La Russie en août, ce n’est pas la destination qui fait rêver grand monde au premier abord. Ce qui nous attirait particulièrement, c’était la possibilité de prendre le transsibérien, un train qui traverse la Russie d’un bout à l’autre. Comme notre route nous amènera finalement en Mongolie, nous avons opté pour une de ses branches, le transmongolien. Il va nous permettre d’aller de Saint-Pétersbourg à Oulan Bator en trois étapes :

  • Saint-Pétersbourg – Iekaterinbourg. Départ à 13h55 et arrivée à 2h du matin… 36h plus tard, et environ 2400 km plus loin, et 2 fuseaux horaires vers l’est.
  • Iekaterinbourg – Irkutsk. 3400km et 48h de trajet. départ à 17h et arrivée à 21h, mais 4 fuseaux horaires plus loin.
  • Irkutsk – Ulan bator. Départ à 22h et arrivée 6h du matin. 1100km, une trentaine d’heure et deux nuits dans le train.
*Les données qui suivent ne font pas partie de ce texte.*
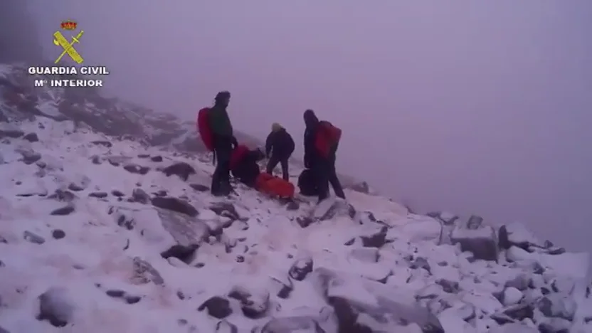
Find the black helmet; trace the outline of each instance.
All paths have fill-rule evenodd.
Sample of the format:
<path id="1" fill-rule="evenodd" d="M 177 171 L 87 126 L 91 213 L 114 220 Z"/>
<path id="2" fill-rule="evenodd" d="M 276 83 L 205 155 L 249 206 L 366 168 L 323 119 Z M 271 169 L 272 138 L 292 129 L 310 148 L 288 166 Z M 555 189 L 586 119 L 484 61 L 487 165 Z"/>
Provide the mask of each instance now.
<path id="1" fill-rule="evenodd" d="M 231 97 L 231 93 L 226 90 L 221 91 L 220 92 L 216 94 L 216 102 L 222 102 L 223 100 L 228 100 Z"/>

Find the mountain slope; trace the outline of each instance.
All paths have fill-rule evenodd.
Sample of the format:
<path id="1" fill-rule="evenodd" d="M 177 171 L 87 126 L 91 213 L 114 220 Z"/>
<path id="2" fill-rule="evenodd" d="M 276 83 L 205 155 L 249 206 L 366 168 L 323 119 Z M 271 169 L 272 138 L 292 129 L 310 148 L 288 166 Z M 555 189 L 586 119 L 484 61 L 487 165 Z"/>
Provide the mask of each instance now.
<path id="1" fill-rule="evenodd" d="M 215 199 L 204 156 L 6 105 L 0 332 L 592 329 L 587 254 L 520 226 L 353 191 L 318 206 L 238 184 Z"/>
On a perdu le compte exact des kilomètres, mais de Saint-Pétersbourg jusqu’en Mongolie ça fait entre 6 et 7000 kilomètres. Je parlerais du dernier tronçon vers la Mongolie dans un prochain article. La galerie de photos est sur flickr.

Nous avons fait la première étape en seconde classe, et la seconde en 3ème. Si vous voulez en avoir plus sur ce train mythique, un passionné en parle (en anglais) sur son site Seat61.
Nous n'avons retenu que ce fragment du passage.